The DIA is junior to its civilian sister and is administered by a three-star general or admiral - one rank below the director of the CIA. This week, after a period in which there was no permanent director, the acting director, Admiral Lowell Jacoby, the former intelligence officer of the Pacific Ocean Command, the U.S. Navy and the chiefs of staff, was promoted and named head of the DIA. The Israel-Iran question extricated a wishy-washy reply from the DIA: Israel will react with great concern to developments that will lead to Iranian nuclear capability, and Iranian success in developing nuclear weapons will have a pronounced negative effect on stability in the region, and will run counter to the security interests of many countries in the Middle East.

The CIA was bolder in its reply, formulating out of its negative the circumstances that might turn this into a positive: "At least for the moment" an Israeli military attack does not look probable, if Iran should develop nuclear capability. Technical constraints and regional hostility would make such an attack problematic. The Israel Air Force will find it difficult to mount an operation against Iran, as it will have to overfly hostile states such as Syria or Iraq. The operation will be within the realm of possibility if the Israeli planes lift off from Turkey, following thorough planning and training. Israeli missiles apparently lack the precision required for an accurate attack on Iran. (The Americans are fond of the term "apparently" in the problematic context of Israel. General Anthony Zinni stated, when he was head of U.S. Central Command, that Israel "apparently" has nuclear capability). In addition, Israel will have to consider the benefits to be gained from such an attack, as against the price of the terrorism that Iran will foment in reaction against Israeli and Jewish targets around the world.

What was correct then is not necessarily correct today, following the major improvement in relations between the Israeli and Turkish air forces, and circumstances will change even more if a Saddam-less Iraq is deprived of its military might and no longer becomes a factor able to interfere with Israeli planes on the way to Iran. Major General (Res.) Meir Dagan, who takes over as head of the Mossad espionage agency at the end of this month, says that "Shi'ite Iran made a significant contribution to disseminating radical Islam and the use of terrorism as a central tool in its promotion. Iran not only contributed greatly to the spread of terrorism in the world beginning in the early 1980s, today it constitutes an important factor in cultivating terrorist groups from different ideological streams."

Dagan, who until now has not been known for his silence, has imposed a period of muteness on himself until he takes over at the Mossad, but just before he was informed of his appointment, he wrote the introduction to a book by Yoram Schweitzer and Shaul Shai on international terrorism and the events of September 11. In the introduction Dagan terms Hezbollah "the ward of Iran and the spearhead of its terror policy." Hezbollah, he noted, "maintains in Lebanon ties with terrorist groups that are connected to Al Qaida, such as Utzbat al Ansar."
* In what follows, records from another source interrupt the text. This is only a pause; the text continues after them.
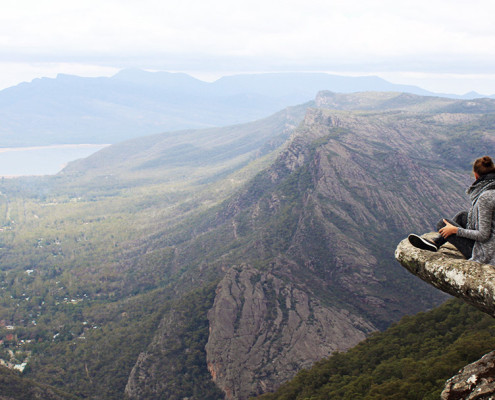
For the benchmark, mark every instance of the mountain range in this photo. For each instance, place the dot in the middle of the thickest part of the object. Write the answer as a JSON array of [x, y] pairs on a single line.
[[134, 103], [217, 263]]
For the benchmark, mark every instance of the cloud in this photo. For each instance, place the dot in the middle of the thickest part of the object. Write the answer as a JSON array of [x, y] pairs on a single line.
[[341, 35]]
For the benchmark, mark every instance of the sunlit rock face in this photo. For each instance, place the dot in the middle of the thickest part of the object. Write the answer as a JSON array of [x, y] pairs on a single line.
[[471, 281], [474, 381], [450, 272]]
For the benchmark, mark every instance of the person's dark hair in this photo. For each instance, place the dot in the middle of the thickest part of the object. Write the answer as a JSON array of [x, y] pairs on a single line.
[[483, 165]]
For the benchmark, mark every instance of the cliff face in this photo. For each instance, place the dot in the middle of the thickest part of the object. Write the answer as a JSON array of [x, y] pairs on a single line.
[[448, 271], [263, 329], [473, 282], [303, 252]]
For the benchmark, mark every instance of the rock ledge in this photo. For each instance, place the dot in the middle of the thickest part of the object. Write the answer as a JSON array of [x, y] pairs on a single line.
[[448, 271]]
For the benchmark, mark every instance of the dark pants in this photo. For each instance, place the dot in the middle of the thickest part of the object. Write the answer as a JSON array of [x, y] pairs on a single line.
[[464, 245]]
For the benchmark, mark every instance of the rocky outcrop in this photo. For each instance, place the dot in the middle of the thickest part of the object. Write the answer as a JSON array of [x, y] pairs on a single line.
[[474, 283], [264, 329], [448, 271], [476, 381]]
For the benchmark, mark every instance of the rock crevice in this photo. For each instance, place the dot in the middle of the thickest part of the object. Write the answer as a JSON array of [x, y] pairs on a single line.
[[450, 272], [474, 283]]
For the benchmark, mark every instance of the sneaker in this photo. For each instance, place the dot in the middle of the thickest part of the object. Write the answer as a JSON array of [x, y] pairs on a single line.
[[422, 243]]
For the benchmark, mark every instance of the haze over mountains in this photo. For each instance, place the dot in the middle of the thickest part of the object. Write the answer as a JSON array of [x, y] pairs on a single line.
[[134, 103], [218, 262]]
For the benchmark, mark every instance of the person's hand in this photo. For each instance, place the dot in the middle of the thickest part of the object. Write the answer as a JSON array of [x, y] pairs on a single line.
[[448, 229]]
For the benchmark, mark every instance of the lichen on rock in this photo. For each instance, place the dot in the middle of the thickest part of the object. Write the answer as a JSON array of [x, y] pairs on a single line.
[[450, 272], [471, 281]]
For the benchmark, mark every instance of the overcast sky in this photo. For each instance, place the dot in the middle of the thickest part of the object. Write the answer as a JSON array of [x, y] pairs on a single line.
[[440, 45]]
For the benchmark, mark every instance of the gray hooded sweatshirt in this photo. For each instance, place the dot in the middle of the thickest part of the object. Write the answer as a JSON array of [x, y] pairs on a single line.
[[481, 219]]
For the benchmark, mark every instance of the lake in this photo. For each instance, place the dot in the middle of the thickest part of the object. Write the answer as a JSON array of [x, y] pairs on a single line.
[[42, 160]]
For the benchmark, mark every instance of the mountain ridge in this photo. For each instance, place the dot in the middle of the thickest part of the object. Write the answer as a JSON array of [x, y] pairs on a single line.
[[302, 238]]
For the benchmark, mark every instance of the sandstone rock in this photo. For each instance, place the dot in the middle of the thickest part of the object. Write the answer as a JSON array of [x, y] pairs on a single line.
[[447, 270], [471, 281], [264, 329], [476, 381]]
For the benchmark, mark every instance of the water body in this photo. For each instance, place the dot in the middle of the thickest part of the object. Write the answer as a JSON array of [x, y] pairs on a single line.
[[42, 160]]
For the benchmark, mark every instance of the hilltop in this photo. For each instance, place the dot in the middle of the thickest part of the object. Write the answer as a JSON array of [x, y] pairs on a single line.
[[133, 103], [243, 269]]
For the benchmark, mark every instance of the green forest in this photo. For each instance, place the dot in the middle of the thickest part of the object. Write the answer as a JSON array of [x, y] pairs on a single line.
[[409, 361]]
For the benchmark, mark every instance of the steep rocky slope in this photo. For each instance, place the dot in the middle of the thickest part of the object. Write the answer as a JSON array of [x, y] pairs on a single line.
[[307, 245], [474, 283]]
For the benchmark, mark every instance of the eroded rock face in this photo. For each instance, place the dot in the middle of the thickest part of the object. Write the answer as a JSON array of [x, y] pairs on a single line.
[[448, 271], [476, 381], [264, 329], [471, 281]]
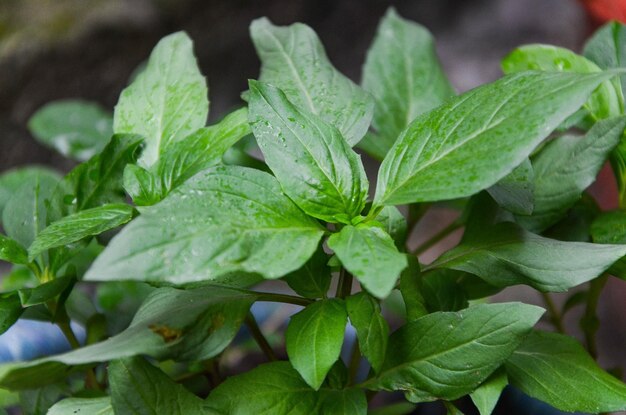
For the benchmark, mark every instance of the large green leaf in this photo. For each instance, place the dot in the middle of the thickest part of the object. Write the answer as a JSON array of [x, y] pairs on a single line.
[[607, 48], [200, 150], [609, 228], [566, 167], [98, 181], [314, 338], [515, 191], [556, 369], [446, 355], [404, 75], [80, 225], [75, 128], [505, 255], [190, 325], [277, 389], [139, 388], [10, 310], [44, 292], [315, 166], [12, 180], [474, 140], [12, 251], [486, 396], [168, 99], [223, 220], [371, 327], [606, 101], [25, 213], [370, 254], [293, 59], [80, 406], [141, 185]]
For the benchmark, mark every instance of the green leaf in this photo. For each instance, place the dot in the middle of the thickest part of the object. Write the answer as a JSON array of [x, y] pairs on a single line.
[[98, 181], [565, 168], [370, 255], [293, 59], [371, 327], [605, 102], [168, 99], [609, 228], [44, 292], [190, 325], [395, 225], [12, 180], [315, 166], [411, 290], [506, 255], [556, 369], [607, 48], [12, 251], [10, 310], [77, 129], [505, 120], [314, 338], [139, 388], [277, 389], [223, 220], [446, 355], [200, 150], [442, 291], [404, 75], [515, 191], [80, 406], [141, 185], [73, 228], [486, 396], [38, 401], [313, 279], [25, 213]]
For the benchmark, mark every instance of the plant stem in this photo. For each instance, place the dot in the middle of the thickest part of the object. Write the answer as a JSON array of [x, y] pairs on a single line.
[[353, 365], [556, 318], [416, 213], [284, 298], [213, 372], [589, 323], [344, 284], [436, 238], [260, 339], [63, 323]]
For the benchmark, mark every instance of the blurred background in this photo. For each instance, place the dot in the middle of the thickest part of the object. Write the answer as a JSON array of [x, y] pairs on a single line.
[[57, 49]]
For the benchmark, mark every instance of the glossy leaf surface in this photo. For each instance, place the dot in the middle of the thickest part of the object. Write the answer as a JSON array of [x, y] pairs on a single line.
[[293, 59], [223, 220], [506, 120]]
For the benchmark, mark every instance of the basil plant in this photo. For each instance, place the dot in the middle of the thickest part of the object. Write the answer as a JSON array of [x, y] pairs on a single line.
[[148, 255]]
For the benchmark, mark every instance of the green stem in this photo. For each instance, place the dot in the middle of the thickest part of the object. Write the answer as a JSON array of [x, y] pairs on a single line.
[[556, 318], [63, 322], [416, 213], [344, 284], [353, 365], [436, 238], [213, 372], [451, 409], [590, 323], [260, 339], [283, 298]]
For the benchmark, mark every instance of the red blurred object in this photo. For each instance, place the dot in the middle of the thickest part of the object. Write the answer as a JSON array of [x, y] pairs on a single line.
[[601, 11]]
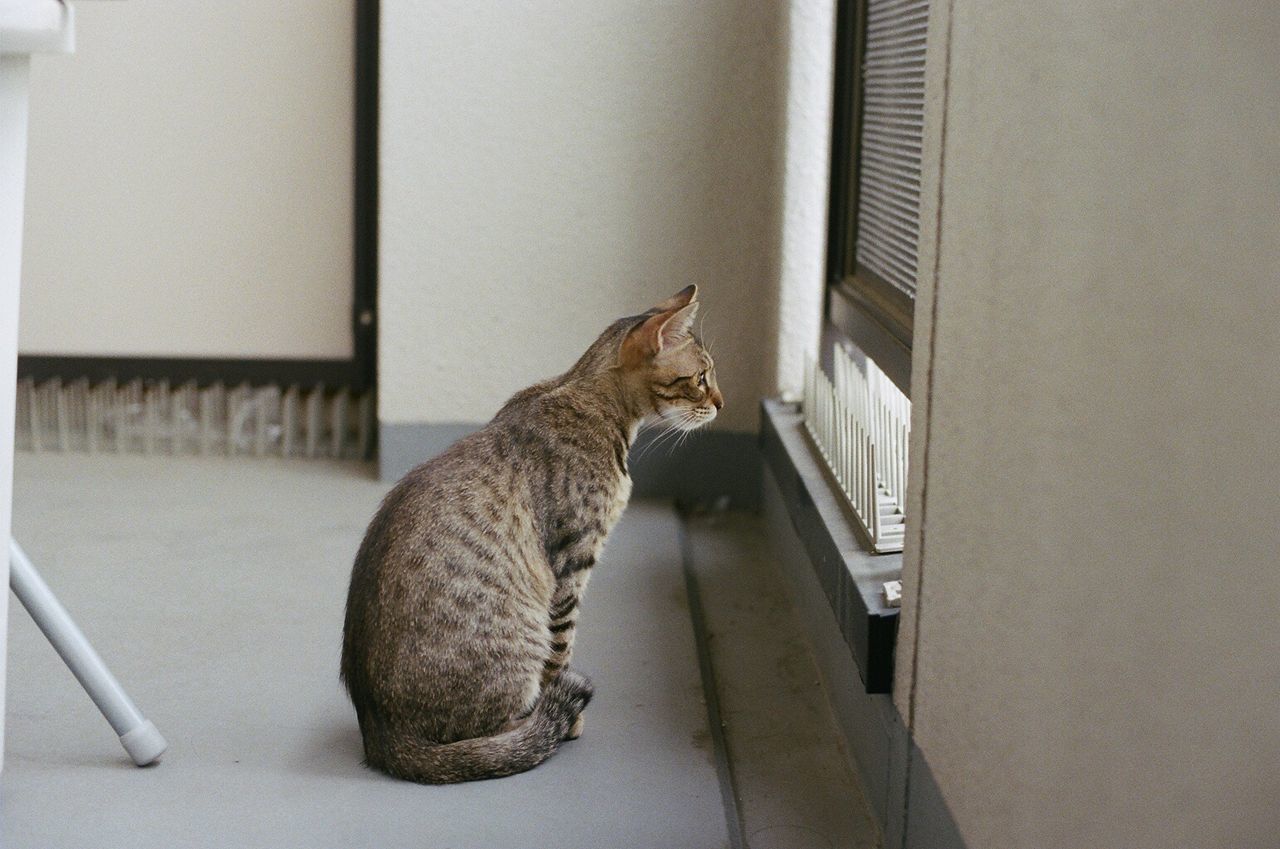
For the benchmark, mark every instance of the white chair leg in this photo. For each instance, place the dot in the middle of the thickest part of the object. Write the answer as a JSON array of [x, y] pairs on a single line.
[[137, 734]]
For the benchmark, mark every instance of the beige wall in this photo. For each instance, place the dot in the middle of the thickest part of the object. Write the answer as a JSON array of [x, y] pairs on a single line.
[[1097, 589], [547, 172], [191, 182]]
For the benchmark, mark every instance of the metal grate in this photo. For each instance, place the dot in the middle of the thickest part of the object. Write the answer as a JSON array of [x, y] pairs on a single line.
[[892, 127], [860, 424], [154, 418]]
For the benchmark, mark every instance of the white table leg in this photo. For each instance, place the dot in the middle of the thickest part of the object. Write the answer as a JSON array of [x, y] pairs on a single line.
[[13, 181]]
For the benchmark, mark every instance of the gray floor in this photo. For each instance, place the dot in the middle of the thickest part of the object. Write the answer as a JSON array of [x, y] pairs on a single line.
[[214, 589]]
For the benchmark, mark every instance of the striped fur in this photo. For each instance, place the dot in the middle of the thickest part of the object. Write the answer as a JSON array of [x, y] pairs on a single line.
[[465, 594]]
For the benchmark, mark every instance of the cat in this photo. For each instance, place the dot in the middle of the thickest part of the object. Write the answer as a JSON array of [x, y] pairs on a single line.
[[464, 597]]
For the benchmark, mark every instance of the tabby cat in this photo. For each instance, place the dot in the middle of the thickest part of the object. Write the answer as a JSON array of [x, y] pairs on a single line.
[[465, 592]]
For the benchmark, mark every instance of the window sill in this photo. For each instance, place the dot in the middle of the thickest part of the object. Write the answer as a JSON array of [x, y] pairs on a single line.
[[851, 578]]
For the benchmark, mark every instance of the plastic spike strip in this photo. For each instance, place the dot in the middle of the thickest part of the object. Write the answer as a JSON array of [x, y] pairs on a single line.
[[155, 418], [860, 424]]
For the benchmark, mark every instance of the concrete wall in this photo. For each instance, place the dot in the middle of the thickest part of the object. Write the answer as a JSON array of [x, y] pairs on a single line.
[[191, 182], [1092, 605], [547, 172]]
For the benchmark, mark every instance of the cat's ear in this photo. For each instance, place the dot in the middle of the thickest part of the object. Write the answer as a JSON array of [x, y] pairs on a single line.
[[658, 333], [684, 297]]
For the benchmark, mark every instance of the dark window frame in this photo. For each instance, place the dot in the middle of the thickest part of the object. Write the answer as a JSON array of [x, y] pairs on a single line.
[[862, 306]]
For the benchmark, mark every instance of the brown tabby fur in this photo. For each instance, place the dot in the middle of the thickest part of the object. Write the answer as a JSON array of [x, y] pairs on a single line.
[[464, 597]]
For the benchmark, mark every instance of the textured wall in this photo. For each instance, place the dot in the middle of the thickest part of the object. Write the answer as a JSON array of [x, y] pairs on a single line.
[[191, 182], [1097, 662], [805, 188], [547, 172]]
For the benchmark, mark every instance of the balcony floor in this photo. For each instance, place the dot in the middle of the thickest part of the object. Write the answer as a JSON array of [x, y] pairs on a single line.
[[214, 589]]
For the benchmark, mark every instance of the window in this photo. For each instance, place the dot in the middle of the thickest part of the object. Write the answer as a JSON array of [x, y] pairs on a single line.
[[874, 215]]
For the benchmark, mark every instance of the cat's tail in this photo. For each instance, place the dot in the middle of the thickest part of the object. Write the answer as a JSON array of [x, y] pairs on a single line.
[[524, 747]]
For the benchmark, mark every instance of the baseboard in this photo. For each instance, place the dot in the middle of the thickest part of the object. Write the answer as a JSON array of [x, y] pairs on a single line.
[[709, 466], [906, 800]]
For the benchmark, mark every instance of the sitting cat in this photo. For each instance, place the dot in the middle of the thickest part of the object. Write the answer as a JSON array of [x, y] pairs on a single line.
[[464, 596]]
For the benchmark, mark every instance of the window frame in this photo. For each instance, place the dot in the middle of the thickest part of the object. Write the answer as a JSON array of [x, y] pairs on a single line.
[[860, 306]]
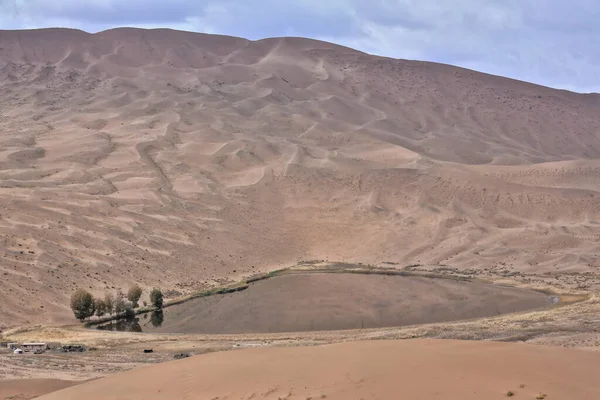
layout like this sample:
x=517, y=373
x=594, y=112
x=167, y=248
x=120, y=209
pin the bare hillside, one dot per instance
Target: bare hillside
x=179, y=159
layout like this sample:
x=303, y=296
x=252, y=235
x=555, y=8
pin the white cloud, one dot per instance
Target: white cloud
x=551, y=42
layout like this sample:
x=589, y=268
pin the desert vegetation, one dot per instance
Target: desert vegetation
x=84, y=305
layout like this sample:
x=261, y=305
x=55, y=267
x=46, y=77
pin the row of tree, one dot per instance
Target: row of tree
x=84, y=305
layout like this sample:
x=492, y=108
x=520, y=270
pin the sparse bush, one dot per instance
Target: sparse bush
x=157, y=318
x=156, y=298
x=134, y=294
x=82, y=304
x=100, y=307
x=109, y=303
x=119, y=305
x=129, y=310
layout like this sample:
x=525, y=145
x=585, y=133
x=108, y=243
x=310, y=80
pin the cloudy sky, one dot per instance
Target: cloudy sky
x=551, y=42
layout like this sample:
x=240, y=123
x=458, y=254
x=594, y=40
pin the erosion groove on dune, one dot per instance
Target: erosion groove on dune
x=326, y=301
x=185, y=160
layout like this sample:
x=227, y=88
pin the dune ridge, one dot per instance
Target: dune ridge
x=415, y=369
x=185, y=159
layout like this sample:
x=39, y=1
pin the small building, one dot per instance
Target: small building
x=31, y=347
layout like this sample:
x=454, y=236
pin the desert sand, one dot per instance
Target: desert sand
x=25, y=389
x=411, y=369
x=179, y=159
x=186, y=160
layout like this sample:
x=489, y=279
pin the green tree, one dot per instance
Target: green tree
x=109, y=303
x=82, y=304
x=129, y=310
x=134, y=294
x=100, y=307
x=119, y=306
x=157, y=318
x=156, y=298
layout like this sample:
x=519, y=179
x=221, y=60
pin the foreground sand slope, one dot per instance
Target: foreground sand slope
x=25, y=389
x=154, y=156
x=410, y=369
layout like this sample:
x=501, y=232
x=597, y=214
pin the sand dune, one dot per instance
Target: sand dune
x=182, y=159
x=412, y=369
x=25, y=389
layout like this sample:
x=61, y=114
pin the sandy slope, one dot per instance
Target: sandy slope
x=25, y=389
x=179, y=159
x=411, y=369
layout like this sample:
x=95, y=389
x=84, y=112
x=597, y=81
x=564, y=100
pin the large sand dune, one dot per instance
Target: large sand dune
x=410, y=369
x=181, y=159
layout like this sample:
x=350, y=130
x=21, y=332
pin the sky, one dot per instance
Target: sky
x=550, y=42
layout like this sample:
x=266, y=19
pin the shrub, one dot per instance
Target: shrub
x=129, y=310
x=134, y=294
x=100, y=307
x=82, y=304
x=119, y=305
x=156, y=298
x=157, y=318
x=109, y=303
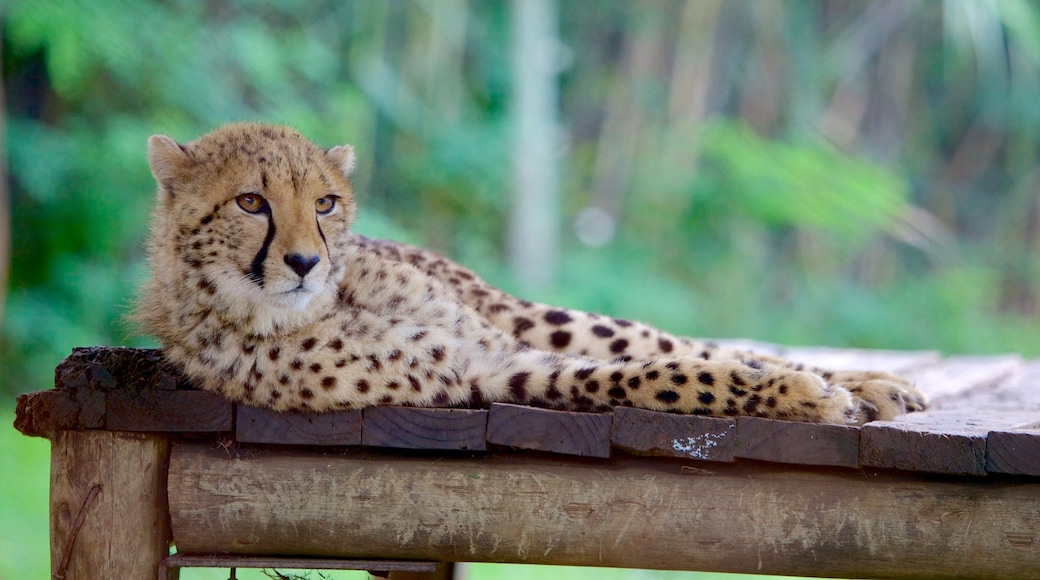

If he had known that he would be serving as chief of the Mossad, Dagan might have refrained from launching a broadside at the two Arab countries that have signed peace treaties with Israel: "Egypt, and to some degree Jordan as well, are conducting a bitter war against these groups on their sovereign soil, but display `flexibility' toward them when they are outside their countries."

Terrorism, Dagan states, is "confidently" assuming "monstrous proportions," but can be fought by means of coordinated activity by the world's leaders. And when he urges that terrorism "be countered vigorously and uncompromisingly, and sooner rather than later," it is not difficult to guess what subject, and which country in particular, he will want to talk about with the heads of the Mossad's units immediately after making himself comfortable in the chair of the head of the Mossad.